Wednesday, September 25, 2013

MORE CHALLENGES TO MON(STER)SANTO’S SUPREMES

According to RT, the issue of GMOs, and the “GMO-military-industrial-patent” complex is not going to go away any time soon. Only this time, there’s a hitch:
US farmers challenging Monsanto patent claims appeal to Supreme Court
I hope you read that carefully, and saw what the hitch was. When Dr. Scott D. de Hart and I were researching and writing Transhumanism: A Grimoire of Alchemical Agendas, we spent some time – an entire chapter in fact – examining how the whole idea of the patentability of genetically modified crops came about, while, at the same time, normal regulatory procedures were relaxed by bought-and-paid-for agencies of various governments. The key to the regulatory relaxation was the evolution of the principle of “substantial equivalence,” which was developed precisely in order to side-step such regulatory testing, which would conceivably have been very long term(as one would only expect as common sense from the introduction of modifications of the human food supply, and hence the implicate potential of bad effects on human health). Substantial equivalence simply meant that GMOs were, in effect, the very same organism as the non-GMO crops they were designed to replace, say, wheat. The nutritional function and benefit was “substantially equivalent,” and hence, regulations could be relaxed.

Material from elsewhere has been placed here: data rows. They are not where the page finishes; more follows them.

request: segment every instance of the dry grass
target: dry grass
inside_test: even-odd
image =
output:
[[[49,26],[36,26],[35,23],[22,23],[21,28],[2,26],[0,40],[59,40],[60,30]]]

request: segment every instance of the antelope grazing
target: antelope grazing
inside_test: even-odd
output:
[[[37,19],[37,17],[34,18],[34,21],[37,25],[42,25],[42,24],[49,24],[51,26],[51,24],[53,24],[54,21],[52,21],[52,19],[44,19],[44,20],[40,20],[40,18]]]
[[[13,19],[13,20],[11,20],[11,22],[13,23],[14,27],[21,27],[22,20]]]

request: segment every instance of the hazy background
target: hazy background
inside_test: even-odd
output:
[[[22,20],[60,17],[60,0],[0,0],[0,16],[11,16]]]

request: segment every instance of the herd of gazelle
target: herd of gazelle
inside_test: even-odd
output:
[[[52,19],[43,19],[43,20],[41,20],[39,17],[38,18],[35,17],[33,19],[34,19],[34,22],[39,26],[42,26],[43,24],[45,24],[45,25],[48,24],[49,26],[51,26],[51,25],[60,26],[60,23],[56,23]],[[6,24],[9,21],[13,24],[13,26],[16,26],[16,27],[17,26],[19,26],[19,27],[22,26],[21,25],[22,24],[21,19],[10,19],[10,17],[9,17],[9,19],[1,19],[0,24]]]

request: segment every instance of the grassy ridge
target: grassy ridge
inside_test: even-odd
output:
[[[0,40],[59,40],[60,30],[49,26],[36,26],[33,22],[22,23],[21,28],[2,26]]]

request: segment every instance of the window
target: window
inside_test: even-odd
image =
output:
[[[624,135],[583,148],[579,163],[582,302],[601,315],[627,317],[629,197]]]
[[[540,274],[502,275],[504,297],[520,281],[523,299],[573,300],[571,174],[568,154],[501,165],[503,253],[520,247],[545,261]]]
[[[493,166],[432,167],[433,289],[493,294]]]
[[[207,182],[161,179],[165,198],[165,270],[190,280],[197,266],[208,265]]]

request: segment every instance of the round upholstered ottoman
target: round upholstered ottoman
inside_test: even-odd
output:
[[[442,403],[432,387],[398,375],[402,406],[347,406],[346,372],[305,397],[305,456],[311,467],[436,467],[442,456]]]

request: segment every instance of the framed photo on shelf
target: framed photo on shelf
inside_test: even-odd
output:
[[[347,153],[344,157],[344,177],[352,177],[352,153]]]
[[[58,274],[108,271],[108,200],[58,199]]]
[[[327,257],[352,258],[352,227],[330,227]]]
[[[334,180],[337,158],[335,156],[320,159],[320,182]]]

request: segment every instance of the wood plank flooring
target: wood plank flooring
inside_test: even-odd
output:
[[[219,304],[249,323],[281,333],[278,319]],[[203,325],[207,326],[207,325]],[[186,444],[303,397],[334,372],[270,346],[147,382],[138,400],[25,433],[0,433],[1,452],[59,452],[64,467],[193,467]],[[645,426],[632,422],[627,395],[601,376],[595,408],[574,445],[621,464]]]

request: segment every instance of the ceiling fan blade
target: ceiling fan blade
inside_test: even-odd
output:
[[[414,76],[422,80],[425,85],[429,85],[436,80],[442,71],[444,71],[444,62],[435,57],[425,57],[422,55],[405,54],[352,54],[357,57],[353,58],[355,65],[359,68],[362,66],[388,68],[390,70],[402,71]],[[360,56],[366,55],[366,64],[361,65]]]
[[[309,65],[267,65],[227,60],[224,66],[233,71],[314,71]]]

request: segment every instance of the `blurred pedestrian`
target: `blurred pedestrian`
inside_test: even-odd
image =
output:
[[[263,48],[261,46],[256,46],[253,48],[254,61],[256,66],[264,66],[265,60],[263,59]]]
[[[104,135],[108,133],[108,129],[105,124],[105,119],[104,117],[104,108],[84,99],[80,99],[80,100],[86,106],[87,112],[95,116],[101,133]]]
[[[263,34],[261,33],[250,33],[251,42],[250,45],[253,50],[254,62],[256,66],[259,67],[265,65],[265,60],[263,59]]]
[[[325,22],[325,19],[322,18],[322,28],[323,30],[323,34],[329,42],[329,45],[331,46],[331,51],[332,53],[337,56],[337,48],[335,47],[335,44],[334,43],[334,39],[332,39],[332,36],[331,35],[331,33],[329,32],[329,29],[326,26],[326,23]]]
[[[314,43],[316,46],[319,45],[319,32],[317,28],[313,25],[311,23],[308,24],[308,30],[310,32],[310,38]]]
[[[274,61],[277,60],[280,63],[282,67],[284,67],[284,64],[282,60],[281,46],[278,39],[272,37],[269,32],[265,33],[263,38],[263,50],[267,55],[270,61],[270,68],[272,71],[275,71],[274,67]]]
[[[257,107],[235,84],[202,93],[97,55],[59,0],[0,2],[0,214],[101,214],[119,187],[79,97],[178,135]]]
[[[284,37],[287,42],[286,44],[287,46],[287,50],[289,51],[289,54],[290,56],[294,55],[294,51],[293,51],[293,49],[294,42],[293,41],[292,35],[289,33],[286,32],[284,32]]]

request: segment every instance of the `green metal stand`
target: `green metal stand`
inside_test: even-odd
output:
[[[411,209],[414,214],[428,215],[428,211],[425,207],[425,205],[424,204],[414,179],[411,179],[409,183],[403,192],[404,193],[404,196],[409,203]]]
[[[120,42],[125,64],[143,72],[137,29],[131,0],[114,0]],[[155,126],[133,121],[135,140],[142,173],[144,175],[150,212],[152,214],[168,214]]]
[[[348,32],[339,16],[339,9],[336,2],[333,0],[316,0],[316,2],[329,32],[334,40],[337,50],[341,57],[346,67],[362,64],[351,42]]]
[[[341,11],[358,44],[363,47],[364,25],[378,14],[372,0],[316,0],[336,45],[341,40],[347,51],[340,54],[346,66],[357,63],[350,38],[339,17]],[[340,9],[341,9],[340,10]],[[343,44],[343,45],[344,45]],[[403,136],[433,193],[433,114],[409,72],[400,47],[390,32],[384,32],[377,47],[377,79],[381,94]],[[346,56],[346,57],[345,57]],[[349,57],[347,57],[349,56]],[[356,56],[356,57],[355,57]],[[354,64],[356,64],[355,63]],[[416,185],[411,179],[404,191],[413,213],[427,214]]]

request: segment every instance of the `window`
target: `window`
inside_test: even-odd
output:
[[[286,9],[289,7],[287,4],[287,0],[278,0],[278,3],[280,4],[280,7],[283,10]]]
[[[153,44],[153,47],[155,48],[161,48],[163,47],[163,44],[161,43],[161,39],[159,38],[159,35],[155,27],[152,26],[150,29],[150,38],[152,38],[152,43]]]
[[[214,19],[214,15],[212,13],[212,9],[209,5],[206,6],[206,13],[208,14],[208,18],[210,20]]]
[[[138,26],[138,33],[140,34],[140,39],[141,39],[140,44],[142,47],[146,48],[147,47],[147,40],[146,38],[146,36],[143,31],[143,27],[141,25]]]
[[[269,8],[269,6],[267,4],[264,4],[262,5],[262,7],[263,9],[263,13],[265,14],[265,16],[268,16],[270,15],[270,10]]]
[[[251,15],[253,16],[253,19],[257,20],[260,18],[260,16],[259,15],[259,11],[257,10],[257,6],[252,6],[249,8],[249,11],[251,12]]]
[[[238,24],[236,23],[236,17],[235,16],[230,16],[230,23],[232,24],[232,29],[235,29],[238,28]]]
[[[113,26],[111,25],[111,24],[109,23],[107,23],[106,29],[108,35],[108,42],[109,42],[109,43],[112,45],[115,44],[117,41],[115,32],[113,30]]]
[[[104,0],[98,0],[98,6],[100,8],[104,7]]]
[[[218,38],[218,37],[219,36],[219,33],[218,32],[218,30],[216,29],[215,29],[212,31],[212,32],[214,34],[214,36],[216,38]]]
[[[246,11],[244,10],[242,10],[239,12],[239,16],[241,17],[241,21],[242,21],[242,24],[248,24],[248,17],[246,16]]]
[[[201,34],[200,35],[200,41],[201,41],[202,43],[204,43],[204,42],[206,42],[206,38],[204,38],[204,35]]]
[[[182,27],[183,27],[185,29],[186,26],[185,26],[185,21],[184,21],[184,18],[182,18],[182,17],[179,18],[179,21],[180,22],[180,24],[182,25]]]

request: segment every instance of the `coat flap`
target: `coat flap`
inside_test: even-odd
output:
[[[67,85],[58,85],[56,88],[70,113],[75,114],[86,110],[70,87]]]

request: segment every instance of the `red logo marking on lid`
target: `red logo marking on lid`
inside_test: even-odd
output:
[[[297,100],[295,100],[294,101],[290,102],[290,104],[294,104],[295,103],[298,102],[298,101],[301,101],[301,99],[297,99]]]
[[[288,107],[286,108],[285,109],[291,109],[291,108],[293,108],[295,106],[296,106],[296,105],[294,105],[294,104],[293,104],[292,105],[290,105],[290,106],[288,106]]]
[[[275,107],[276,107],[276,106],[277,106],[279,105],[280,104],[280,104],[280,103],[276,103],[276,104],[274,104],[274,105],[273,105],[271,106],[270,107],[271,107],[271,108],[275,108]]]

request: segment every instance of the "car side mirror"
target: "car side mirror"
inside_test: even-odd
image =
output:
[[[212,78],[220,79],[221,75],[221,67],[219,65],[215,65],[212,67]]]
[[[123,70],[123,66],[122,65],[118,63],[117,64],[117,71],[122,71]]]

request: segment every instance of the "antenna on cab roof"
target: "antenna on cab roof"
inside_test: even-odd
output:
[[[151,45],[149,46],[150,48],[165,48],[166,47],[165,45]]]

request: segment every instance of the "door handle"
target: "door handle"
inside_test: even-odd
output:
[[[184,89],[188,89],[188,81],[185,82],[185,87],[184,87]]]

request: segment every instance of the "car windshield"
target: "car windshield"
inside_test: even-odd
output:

But, as we also pointed out in Transhumanism, the advocacy of this doctrine soon involved the agribusiness giants in a philosophical, and legal, contradiction, for at one and the same time, they were attempting to patent their concoctions, and hence, gain the ability to reap royalties from the sale of their seeds, a portion of which could not be harvested for replanting without payment of additional fees, where a portion of  conventional non-GMO seeds were traditionally husbanded for replanting in future crops. So much for substantial equivalence.
When it came to the four principles of American patent law, the focus has thus far been on the intervention by the hand of man, and the ability to replicate a process or technique to achieve results otherwise not accomplished by nature. By this criterion, GMOs were clearly patentable. But there was another criterion in play as well: utility or usefulness. A product had to provide some utile benefit in order to be patentable.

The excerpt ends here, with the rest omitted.